Entahlah, sampai sekarang aku tidak tau persis, bagaimana kisahmu dengannya. Mungkin waktu yang belum memungkinkan atau, kau yang segan untuk berbagi denganku. Tapi secara tidak langsung, aku ikut andil dalam hubungan kalian. Kamu pertama kali mengenalnya lewat aku. Mulai dekat dengannya juga karena tidak jauh berhubungan denganku. Meski bukan itu tujuan awalnya.
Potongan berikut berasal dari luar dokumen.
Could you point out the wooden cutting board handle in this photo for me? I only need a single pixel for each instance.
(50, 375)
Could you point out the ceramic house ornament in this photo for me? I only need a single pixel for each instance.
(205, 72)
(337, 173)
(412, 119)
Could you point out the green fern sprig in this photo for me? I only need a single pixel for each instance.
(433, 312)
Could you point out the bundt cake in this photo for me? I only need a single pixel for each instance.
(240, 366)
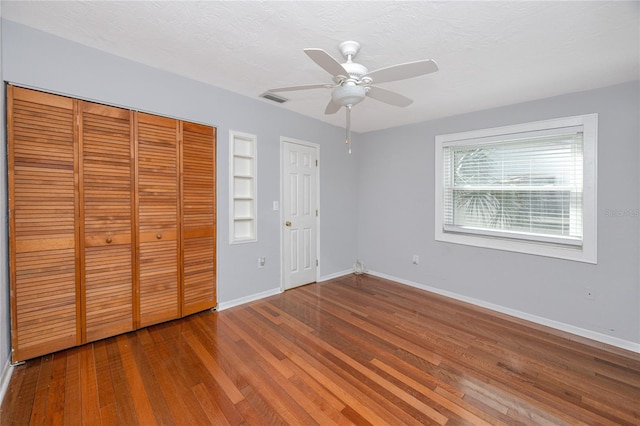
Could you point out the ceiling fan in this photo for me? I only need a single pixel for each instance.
(353, 82)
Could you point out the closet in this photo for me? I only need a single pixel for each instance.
(112, 220)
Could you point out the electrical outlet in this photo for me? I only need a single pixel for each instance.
(589, 294)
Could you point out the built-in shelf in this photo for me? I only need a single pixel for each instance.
(242, 187)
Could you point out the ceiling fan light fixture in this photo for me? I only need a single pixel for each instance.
(348, 95)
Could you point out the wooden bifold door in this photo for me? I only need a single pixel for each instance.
(112, 220)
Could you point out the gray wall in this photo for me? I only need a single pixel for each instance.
(396, 219)
(39, 60)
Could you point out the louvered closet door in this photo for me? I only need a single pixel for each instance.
(199, 217)
(42, 211)
(106, 174)
(158, 218)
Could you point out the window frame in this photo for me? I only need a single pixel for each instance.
(587, 251)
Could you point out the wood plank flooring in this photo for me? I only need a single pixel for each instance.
(354, 350)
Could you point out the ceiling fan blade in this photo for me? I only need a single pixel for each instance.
(403, 71)
(303, 87)
(389, 97)
(332, 107)
(326, 62)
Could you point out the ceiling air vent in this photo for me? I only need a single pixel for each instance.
(274, 98)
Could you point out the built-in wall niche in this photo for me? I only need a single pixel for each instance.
(242, 190)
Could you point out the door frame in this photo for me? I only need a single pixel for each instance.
(316, 147)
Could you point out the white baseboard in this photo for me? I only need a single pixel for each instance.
(251, 298)
(7, 370)
(335, 275)
(578, 331)
(257, 296)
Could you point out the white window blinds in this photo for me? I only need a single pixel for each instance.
(527, 186)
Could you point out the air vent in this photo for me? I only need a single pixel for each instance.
(274, 98)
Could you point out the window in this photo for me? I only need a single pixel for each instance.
(529, 188)
(242, 190)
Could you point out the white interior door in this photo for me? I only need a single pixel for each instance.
(299, 213)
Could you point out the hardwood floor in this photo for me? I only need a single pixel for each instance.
(354, 350)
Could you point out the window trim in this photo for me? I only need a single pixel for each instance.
(587, 251)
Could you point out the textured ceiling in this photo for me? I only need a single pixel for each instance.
(489, 53)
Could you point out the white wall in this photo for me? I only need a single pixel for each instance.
(39, 60)
(396, 220)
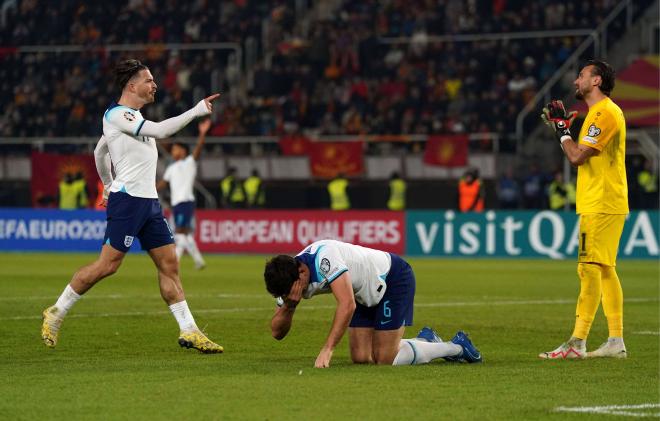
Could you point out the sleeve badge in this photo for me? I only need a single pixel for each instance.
(593, 131)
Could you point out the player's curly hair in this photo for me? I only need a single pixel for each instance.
(125, 70)
(606, 73)
(280, 274)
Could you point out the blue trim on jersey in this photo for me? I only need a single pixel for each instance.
(337, 275)
(137, 132)
(316, 264)
(115, 106)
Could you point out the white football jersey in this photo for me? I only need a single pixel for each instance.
(367, 269)
(181, 177)
(134, 157)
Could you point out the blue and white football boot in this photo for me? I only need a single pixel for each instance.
(470, 352)
(429, 335)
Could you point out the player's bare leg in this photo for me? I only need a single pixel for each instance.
(361, 340)
(428, 347)
(85, 278)
(386, 345)
(172, 292)
(186, 238)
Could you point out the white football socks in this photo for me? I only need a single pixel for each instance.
(181, 244)
(191, 246)
(66, 300)
(183, 316)
(412, 351)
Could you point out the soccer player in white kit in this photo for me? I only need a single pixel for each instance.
(375, 294)
(180, 175)
(129, 141)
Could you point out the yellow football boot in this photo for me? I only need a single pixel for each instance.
(197, 340)
(50, 328)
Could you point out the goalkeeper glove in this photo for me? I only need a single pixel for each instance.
(555, 116)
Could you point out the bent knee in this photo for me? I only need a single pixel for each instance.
(361, 359)
(384, 358)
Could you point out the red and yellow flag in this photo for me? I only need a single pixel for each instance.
(331, 158)
(446, 150)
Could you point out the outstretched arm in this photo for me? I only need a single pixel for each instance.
(343, 292)
(103, 166)
(172, 125)
(203, 127)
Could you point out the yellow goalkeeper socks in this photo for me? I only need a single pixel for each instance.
(612, 301)
(589, 299)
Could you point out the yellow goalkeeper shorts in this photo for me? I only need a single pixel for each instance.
(599, 238)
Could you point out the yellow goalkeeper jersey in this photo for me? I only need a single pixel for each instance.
(601, 182)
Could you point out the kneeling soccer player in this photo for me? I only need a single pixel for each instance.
(374, 290)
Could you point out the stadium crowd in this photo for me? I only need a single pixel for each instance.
(339, 79)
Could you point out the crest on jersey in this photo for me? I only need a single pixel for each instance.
(325, 266)
(593, 130)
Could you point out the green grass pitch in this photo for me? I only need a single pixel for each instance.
(118, 357)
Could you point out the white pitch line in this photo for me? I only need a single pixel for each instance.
(624, 410)
(312, 307)
(122, 296)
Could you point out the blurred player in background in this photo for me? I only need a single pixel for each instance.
(375, 293)
(180, 175)
(132, 208)
(602, 203)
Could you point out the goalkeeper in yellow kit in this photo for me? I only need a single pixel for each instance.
(602, 203)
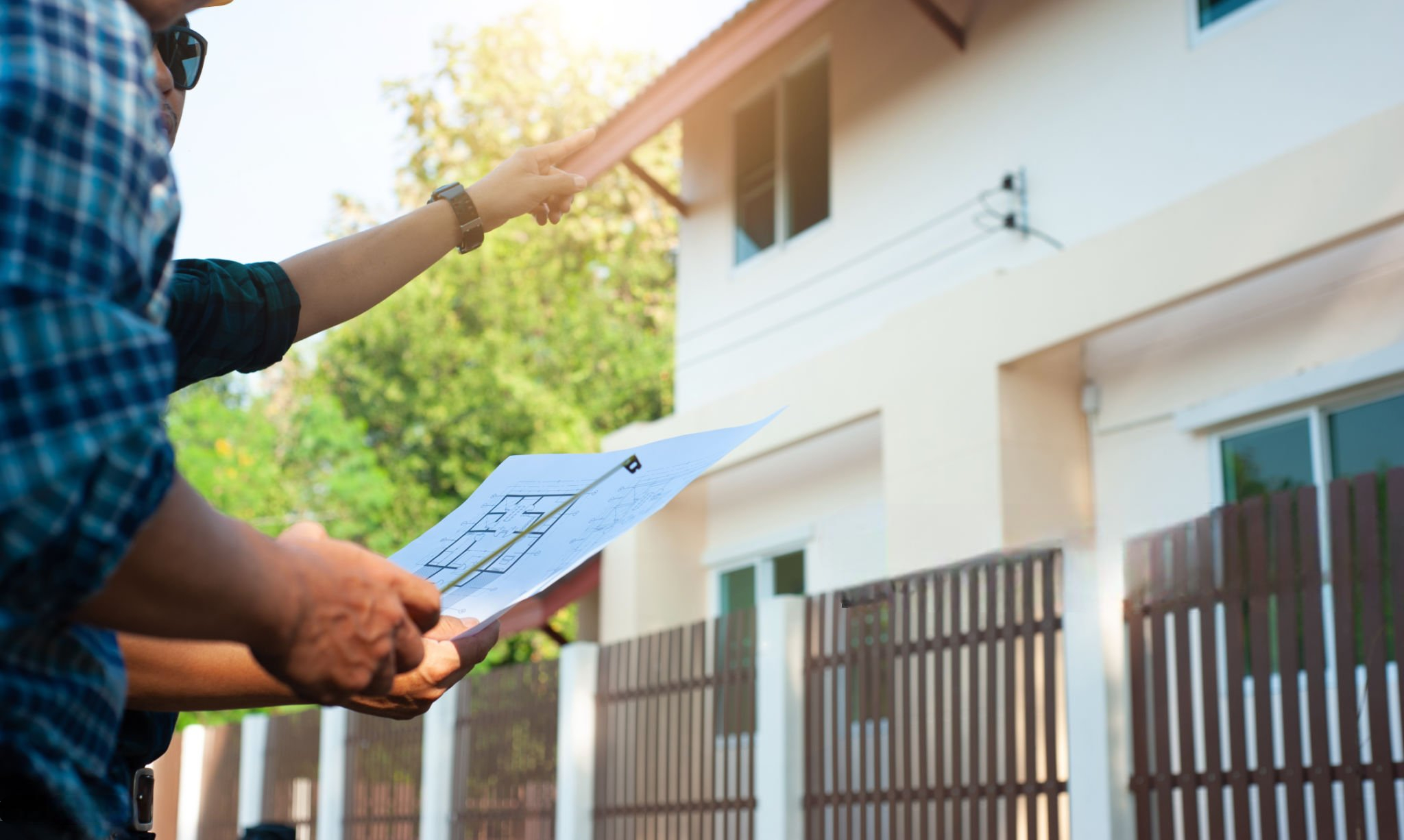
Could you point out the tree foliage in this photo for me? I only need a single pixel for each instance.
(541, 341)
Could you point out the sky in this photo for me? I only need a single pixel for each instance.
(289, 108)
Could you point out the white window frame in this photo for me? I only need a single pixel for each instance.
(1202, 34)
(782, 205)
(762, 557)
(1319, 434)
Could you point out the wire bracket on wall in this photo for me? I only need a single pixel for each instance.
(1015, 215)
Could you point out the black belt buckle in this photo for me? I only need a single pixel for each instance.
(143, 794)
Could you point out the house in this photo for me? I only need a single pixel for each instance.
(1024, 273)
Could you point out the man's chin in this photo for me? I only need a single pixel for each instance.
(169, 123)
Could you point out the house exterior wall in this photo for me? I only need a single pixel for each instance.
(1108, 104)
(934, 373)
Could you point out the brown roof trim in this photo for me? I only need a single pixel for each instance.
(746, 37)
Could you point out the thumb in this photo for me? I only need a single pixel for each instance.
(559, 151)
(419, 596)
(562, 184)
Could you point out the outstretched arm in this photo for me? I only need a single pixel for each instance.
(341, 280)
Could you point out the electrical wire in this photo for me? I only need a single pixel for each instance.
(939, 219)
(845, 297)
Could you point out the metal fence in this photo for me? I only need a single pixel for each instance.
(506, 758)
(1263, 678)
(676, 721)
(219, 785)
(291, 771)
(383, 778)
(934, 706)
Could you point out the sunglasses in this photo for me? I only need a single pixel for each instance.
(183, 51)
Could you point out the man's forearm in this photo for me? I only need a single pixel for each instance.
(341, 280)
(193, 573)
(174, 675)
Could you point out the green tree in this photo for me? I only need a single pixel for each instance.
(545, 338)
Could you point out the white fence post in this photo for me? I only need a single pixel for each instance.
(332, 773)
(253, 752)
(576, 741)
(437, 766)
(1091, 643)
(779, 718)
(191, 782)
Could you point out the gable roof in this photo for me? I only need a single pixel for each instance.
(745, 37)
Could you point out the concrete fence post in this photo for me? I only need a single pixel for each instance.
(332, 773)
(576, 741)
(779, 718)
(437, 766)
(253, 754)
(191, 783)
(1091, 644)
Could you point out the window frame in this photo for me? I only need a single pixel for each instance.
(1200, 34)
(762, 557)
(1319, 432)
(775, 87)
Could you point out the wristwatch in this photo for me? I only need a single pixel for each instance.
(468, 219)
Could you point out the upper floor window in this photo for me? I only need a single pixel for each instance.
(740, 588)
(782, 142)
(1316, 447)
(1211, 12)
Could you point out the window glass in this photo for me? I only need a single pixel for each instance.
(1368, 438)
(806, 146)
(790, 574)
(1215, 10)
(738, 589)
(755, 177)
(1267, 460)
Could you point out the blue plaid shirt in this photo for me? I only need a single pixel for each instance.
(88, 218)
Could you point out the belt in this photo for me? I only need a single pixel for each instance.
(143, 800)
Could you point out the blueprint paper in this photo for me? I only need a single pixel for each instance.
(522, 489)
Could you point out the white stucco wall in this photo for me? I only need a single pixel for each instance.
(1324, 309)
(1106, 103)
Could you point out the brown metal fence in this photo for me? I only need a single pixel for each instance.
(291, 771)
(934, 706)
(1263, 682)
(676, 721)
(383, 778)
(219, 785)
(506, 756)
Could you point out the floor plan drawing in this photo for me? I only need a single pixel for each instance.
(559, 509)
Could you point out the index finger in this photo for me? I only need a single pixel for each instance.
(420, 599)
(559, 151)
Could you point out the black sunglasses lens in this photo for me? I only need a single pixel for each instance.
(190, 55)
(183, 53)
Jadi jika sekarang kamu jadi dengannya,banyak namaku di dalamnya. Tidak, aku tidak akan membahas masalah ini. Toh buat apa? Kamu sudah dengannya, dan aku menikmati diriku yang sekarang.
Tapi, kamu harus punya batasan sayang, segala sesuatu itu ada aturannya. Dan kealfaanku disampingmu akhir-akhir jangan dijadikan ukuran atau bahan pertimbangan.
Kamu ada disana karena sebuah alasan, bahkan mungkin banyak.
Lalu, bisakah kamu menyebutkan sebuah alasan tepat, kenapa kamu melakukan kesalahan pada malam itu?
Jujur, aku merasa bersalah. Dan mungkin saja, aku memang turut bersalah dengan keadaan dirimu yang sekarang, sahabat yang telah kunggap sebagai saudara ini disalahkan, karena sebuah kesalahan fatal, yang seharusnya tidak ia lakukan.
Untuk apa kamu melakukan ini? Berkali kutanyakan. Kamu tidak pernah menjawab dengan benar.
Kamu tau itu salah, tapi masih kamu lakukan. Kamu tau itu tidak baik, tapi masih kamu sukai. Kamu tau itu menyakiti orang-orang di sekitarmu, bahkan orang yang kamu sayangi, tapi kamu tetap pada pendirianmu.
Lalu aku bisa apa? Kamu terlanjur cinta.
Berjuta kata kuteriakkan, kamu telah lupa.
Bahkan fakta kamu disalahkan, kamu abaikan, kamu telah buta.
Kulihat tangismu, di sela tawamu. Kubaca jelas, raut sedihmu. Kurasakan besarnya beban yang menghimpitmu. Lalu kuambil kepalamu, kuletakkan di atas bahuku, kuusap air matamu, kuusahakan sebisa mungkin mengurangi bebanmu. Lalu adakah dia disana? Untuk sedetikpun berkata “semuanya akan baik-baik saja”.
Lalu kurasakan linangan air mata makin deras dipipiku, mengiringi tangismu.
Mungkin, aku memang benar-benar bersalah atasmu.
Karena ada kalanya, aku lebih menyayangimu, lebih dari diriku. Sifatmu yang suka pesimis, tidak yakin pada kemampuan sendiri membuatku ikut berfikir atasmu. Ikut bertanggung jawab atas dirimu.
Entahlah, mungkin dia lebih menyayangimu. Meski kulihat ia sering menyakitimu.
Mungkin juga, dia lebih bisa mengerti kamu. Meski sering kulihat tangismu.
Atau mungkin, karna dia telah membuatmu jatuh cinta, karena ia seorang pria dan jelas, aku tidak bisa menjadi begitu.
Tapi bisakah? Untuk sejenak kamu mendengarkan kata-kataku, setidaknya hingga kamu lulus dan mendapatkan kampus terbaik, membanggakan orang tuamu. Hingga kemudian aku bisa tenang.